Amanda Fortini, writing for Salon.com, finds a good reason to complain about her “evil iPhone”:
The calls that go straight to voice mail, though, are the worst byproducts of the [AT&T] network’s weakness. Those messages pool silently, while the iPhone never deigns to give a signal or beep of any kind to indicate that they’re idling in your mailbox…If the phone was previously allowing voice mail messages to pool, now it seemed to be holding them for ransom. Even when it has service, messages don’t come through, and then later show up all at once, as though the iPhone has finally decided it’s in the mood to release them. Last week, all of my contacts in the address book vanished before inexplicably reappearing. The phone is worse than an orchid; it’s a high-maintenance techno-girlfriend whose demands are inscrutable and impossible to meet.
Fortini complains about the touch-screen typing and the auto-correct feature, too, both of which I’ve become used to and – over time – have come to enjoy. I like how the keyboard changes depending on how you’re holding the iPhone.
She also complains about how easily the screen cracks after you drop it, which seems like complaining about your car’s crumpled hood after you rear-end someone. I have my own first-hand experience with Fortini’s “fault,” and I know where the blame rests: squarely with me.

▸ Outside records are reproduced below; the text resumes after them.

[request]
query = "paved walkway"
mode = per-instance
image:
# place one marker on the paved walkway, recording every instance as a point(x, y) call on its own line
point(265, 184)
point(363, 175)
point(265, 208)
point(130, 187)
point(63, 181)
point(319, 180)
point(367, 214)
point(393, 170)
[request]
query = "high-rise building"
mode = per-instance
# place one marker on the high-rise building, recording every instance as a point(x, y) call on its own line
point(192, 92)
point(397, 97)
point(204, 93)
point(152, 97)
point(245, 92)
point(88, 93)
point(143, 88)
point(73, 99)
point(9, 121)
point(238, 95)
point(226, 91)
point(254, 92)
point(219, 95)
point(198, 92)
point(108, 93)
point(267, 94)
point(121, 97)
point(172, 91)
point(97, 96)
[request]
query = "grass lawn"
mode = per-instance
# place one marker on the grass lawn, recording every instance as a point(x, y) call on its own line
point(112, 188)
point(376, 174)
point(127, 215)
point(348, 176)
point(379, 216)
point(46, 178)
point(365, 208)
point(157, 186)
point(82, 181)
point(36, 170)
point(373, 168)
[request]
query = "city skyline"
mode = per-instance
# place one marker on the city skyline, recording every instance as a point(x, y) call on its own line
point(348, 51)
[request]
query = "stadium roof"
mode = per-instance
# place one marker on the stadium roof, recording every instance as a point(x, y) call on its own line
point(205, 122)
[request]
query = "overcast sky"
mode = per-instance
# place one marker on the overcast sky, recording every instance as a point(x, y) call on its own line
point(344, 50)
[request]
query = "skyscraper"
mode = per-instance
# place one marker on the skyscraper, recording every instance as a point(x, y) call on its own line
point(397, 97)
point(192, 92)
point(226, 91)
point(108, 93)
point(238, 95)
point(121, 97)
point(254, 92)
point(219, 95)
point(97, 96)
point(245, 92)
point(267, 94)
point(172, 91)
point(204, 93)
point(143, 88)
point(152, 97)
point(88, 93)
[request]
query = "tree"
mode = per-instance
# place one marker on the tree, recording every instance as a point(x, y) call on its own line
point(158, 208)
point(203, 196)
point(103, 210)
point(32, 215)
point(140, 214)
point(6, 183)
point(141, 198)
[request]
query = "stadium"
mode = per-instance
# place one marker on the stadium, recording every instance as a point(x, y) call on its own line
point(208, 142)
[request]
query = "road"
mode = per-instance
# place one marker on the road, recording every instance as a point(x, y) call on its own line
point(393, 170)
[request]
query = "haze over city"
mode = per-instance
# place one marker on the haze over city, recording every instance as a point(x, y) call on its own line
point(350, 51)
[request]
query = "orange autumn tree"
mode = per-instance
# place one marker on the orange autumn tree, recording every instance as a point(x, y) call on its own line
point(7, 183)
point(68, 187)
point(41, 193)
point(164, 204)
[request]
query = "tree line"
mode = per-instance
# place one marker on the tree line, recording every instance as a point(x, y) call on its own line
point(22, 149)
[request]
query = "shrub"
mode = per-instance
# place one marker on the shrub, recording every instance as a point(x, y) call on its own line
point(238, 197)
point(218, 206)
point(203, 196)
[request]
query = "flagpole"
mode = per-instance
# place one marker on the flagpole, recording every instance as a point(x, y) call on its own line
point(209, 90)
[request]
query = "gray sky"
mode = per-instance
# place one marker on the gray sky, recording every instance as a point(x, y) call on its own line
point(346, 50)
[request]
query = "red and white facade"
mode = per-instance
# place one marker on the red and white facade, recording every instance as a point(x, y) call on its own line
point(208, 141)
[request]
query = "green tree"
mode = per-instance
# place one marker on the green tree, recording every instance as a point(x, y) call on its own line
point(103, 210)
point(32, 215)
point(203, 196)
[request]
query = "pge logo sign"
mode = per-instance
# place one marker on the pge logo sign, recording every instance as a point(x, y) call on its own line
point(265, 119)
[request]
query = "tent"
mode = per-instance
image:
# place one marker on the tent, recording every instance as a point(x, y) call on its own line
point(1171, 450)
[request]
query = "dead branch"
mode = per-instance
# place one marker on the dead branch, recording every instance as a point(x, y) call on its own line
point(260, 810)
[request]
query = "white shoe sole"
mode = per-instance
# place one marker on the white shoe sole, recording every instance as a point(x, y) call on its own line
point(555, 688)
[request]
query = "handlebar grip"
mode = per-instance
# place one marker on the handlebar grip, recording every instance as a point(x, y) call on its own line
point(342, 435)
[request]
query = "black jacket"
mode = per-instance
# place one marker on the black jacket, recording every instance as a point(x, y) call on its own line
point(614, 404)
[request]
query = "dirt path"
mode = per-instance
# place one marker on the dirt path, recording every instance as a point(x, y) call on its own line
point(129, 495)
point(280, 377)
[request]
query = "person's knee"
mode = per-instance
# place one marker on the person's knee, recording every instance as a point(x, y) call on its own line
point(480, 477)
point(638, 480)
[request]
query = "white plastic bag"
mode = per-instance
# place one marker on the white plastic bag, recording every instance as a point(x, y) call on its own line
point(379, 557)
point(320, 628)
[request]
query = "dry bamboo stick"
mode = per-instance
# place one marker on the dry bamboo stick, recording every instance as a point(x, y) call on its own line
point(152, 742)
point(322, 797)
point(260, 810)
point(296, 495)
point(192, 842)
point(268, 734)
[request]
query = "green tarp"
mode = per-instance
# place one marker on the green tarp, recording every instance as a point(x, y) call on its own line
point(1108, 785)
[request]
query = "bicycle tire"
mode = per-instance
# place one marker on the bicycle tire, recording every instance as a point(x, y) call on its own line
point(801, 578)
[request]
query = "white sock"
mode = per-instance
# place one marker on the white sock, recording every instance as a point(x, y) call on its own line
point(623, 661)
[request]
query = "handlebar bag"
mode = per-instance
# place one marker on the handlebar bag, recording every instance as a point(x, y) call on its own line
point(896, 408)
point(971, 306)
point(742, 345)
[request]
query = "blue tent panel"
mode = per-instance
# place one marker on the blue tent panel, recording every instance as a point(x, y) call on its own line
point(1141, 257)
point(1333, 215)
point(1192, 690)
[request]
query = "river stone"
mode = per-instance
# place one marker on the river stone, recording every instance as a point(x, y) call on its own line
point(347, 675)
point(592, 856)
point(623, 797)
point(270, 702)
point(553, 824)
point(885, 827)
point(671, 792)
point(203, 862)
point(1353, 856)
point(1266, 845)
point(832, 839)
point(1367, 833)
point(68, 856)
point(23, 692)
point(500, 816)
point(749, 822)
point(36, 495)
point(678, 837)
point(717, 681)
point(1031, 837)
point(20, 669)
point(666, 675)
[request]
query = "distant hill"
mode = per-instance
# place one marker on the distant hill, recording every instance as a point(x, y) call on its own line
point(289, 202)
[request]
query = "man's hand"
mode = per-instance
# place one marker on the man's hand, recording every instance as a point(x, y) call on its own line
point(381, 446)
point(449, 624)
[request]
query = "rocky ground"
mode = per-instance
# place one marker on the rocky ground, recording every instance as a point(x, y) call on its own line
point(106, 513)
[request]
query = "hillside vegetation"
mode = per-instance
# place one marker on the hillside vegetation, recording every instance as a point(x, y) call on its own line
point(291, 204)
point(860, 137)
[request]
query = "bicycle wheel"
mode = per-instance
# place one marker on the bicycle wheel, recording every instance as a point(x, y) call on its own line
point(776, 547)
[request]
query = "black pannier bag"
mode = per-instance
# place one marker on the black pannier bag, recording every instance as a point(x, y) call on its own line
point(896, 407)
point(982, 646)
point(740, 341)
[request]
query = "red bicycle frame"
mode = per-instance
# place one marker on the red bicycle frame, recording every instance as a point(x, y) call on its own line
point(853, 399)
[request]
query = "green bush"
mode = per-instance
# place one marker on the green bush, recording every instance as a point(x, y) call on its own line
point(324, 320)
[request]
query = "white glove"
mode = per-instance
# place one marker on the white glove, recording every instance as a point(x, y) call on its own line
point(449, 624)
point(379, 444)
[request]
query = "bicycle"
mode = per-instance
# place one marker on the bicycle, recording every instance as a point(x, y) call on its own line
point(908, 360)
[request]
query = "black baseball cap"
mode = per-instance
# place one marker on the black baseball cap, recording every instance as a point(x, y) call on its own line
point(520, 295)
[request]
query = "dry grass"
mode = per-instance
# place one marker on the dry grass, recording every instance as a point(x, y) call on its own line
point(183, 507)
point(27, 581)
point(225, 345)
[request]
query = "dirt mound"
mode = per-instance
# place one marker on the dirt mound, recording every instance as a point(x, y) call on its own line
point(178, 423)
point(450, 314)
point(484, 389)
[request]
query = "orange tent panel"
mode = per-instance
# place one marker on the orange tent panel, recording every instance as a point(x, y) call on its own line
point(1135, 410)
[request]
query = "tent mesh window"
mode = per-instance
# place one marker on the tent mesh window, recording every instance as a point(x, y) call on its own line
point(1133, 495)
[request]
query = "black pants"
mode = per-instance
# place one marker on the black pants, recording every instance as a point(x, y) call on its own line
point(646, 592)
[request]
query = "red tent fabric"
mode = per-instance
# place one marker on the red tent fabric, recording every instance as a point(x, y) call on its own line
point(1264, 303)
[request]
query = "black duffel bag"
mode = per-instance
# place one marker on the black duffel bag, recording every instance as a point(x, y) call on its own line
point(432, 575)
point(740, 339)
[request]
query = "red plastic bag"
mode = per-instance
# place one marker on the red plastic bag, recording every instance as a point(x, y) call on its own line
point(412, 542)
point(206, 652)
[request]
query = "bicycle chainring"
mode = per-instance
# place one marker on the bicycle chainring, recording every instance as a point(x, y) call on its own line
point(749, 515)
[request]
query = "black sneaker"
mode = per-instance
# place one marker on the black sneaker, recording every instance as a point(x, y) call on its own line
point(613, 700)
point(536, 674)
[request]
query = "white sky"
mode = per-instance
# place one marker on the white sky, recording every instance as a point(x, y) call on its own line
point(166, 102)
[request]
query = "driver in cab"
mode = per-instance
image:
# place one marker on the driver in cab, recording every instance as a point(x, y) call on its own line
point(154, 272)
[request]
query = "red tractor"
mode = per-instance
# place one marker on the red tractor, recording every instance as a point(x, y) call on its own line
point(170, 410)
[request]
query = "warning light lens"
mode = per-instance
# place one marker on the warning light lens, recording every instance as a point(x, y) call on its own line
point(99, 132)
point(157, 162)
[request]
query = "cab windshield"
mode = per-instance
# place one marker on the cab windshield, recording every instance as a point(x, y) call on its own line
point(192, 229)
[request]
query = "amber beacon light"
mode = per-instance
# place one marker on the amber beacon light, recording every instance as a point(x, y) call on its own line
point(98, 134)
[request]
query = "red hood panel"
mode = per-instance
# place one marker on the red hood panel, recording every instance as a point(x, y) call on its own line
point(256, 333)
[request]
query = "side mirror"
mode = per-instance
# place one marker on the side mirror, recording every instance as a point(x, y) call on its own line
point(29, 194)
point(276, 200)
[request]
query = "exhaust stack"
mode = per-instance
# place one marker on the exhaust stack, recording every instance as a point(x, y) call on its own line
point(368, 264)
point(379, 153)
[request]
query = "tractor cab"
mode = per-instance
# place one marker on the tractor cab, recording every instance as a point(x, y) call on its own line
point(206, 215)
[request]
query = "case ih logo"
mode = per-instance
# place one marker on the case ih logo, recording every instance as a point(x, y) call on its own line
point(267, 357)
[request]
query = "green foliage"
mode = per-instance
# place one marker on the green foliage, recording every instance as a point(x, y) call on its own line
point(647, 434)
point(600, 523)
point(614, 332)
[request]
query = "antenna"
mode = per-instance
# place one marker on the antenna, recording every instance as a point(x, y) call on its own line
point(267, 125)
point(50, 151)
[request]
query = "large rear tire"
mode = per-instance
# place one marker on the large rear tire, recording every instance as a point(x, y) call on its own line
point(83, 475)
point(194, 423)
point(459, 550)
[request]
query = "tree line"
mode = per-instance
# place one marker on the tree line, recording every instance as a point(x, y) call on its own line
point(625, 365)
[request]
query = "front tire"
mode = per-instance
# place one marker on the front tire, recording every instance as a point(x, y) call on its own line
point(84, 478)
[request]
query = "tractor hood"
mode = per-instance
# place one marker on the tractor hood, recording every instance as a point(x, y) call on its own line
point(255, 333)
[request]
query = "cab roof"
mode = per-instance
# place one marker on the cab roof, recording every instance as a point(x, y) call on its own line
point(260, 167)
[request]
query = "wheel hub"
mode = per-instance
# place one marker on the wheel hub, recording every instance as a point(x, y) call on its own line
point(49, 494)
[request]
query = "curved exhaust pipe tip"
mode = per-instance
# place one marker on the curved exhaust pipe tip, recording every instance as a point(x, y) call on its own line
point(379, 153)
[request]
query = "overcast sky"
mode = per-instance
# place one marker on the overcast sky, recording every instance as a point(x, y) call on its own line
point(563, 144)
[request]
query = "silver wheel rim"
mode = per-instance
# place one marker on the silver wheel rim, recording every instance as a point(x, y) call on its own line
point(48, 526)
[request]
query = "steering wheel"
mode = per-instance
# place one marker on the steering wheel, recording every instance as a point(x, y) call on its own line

But the AT&T network (lack of) service and the voicemails not appearing until hours or days later – that’s got to stop. At first, I thought it was the piss-poor service in my apartment. One side of the apartment, and the upstairs, gets decent reception. But move into the dining room or the kitchen and you cross some sadistic border where cell service is completely missing. It’s like my rooms are made of Superman-grade lead.
It’s only natural that the iPhone receives some backlash. It’s becoming so popular, and selling so well, that problems start to become a statistical guarantee. The more people use something, the more it goes wrong. Think about when the iPod become super popular and then, predictably, started to attract critics.
Some of the iPhone’s problems are legit. The problems, however, are not with the phone itself. Mostly, I blame AT&T. It’s their network that sucks, and it’s their voicemail that fails to come through.
Get even the most basic aspects of the phone wrong – you know, the calling at the messages and whatnot – and the whole device seems to be tainted. I don’t believe that’s the case. I love the apps and the iPod and the fun the iPhone provides. It’s just that I also find myself cursing when Twitterific gives me a “timed out” message, or the Facebook app loads at dial-up speeds. That’s the fault of the network.
“Don’t blame the phone,” I tell my friends. “Blame AT&T.”